J. Craig Venter on British Research
  J. Craig Venter     Biography    
Recorded: 02 Mar 2006

It was a major international genome meeting by, I can’t remember if HUGO had been formed yet or was in their early stages. It was one of their first meetings. That’s where I announced and showed the results. There was lots of discussion there about it. We waited a while to publish it. In fact, because after we were getting ready to publish and somebody told me that Sydney Brenner was trying a similar approach. So I called Sydney and told him what we were doing and asked what he was doing. And I said, if you are really far along, I’m willing to hold up my paper so we can submit together. I even called the editor of Science and they said that they were willing to consider two papers together if they were really there.

And we waited months and months. Sydney was going to send us his data and nothing ever happened. Finally he told me that the British government wouldn’t allow him to send the data because he set things up as a commercial enterprise that was trying to get funding for the research and they were going to sell their cDNAs to pharmaceutical companies in Britain. So the British government didn’t want anybody else to see the data. So he couldn’t share the data with us. So he told me that we should definitely go ahead and publish on our own because he was not as far along as we were and it would be a long time before he would be able to publish. I’m assuming it was either ’89 or ’90. I would have to check that. That’s seeming like such ancient history now with all the new things we’re doing. But we published the paper; I think it was June of 1991 in Science.

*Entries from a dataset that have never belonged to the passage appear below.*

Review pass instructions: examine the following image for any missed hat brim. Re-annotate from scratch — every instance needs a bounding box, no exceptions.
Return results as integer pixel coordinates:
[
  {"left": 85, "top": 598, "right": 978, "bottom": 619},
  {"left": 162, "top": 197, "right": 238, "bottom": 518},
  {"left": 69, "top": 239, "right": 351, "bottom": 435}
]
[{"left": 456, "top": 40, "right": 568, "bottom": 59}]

J. Craig Venter, biologist and genomic research pioneer, was born in Salt Lake City, Utah in 1946. Following military service in Vietnam, he studied biochemistry as an undergraduate at the University of California, San Diego, where he also received a Ph.D. in Physiology and Pharmacology in 1975. He joined the faculty of the Medical School of State University of New York at Buffalo in 1976, joining its affiliated Roswell Park Cancer Institute in 1982 as Professor and Associate Chief Cancer Research Scientist. Beginning in 1982, and for the next decade, Dr. Venter headed various sections of NIH's National Institute of Neurological Disorders and Stroke.

In 1992 he founded The Institute for Genomic Research (known as TIGR,) where he and colleagues became the first to successfully sequence the genome of an entire organism. Dr. Venter's Celera Genomics, founded in 1998, used a strategy known as the whole genome shotgun approach to compete with the publicly-funded Human Genome Project, which served to accelerate the mapping of the whole human genome by 2000. Dr. Venter's current venture, the J. Craig Venter Institute, was formed in 2006, from the merger of several predecessor enterprises. A leader in genomic research, the J. Craig Venter Institute announced in January 2008, the largest synthetically derived DNA structure, advancing it towards its goal of creating a living cell based on an entirely synthetic genome. In September 2007, the J. Craig Venter Institute announced the sequencing of Dr. Venter's genome, the first sequencing of an individual's genome.

Among Dr. Venter's numerous awards and honors are the American Academy of Microbiology Fellow (1997), the American Chemical Society, Division of Biochemical Technology David Perlman Memorial Lectureship Award (2000), and the U.S. State Department, Secretary's Open Forum Public Service Award (2001). Dr. Venter is a member of the American Society of Human Genetics, the American Association for the Advancement of Science, the American Society of Microbiology, and the American Academy of Arts and Sciences.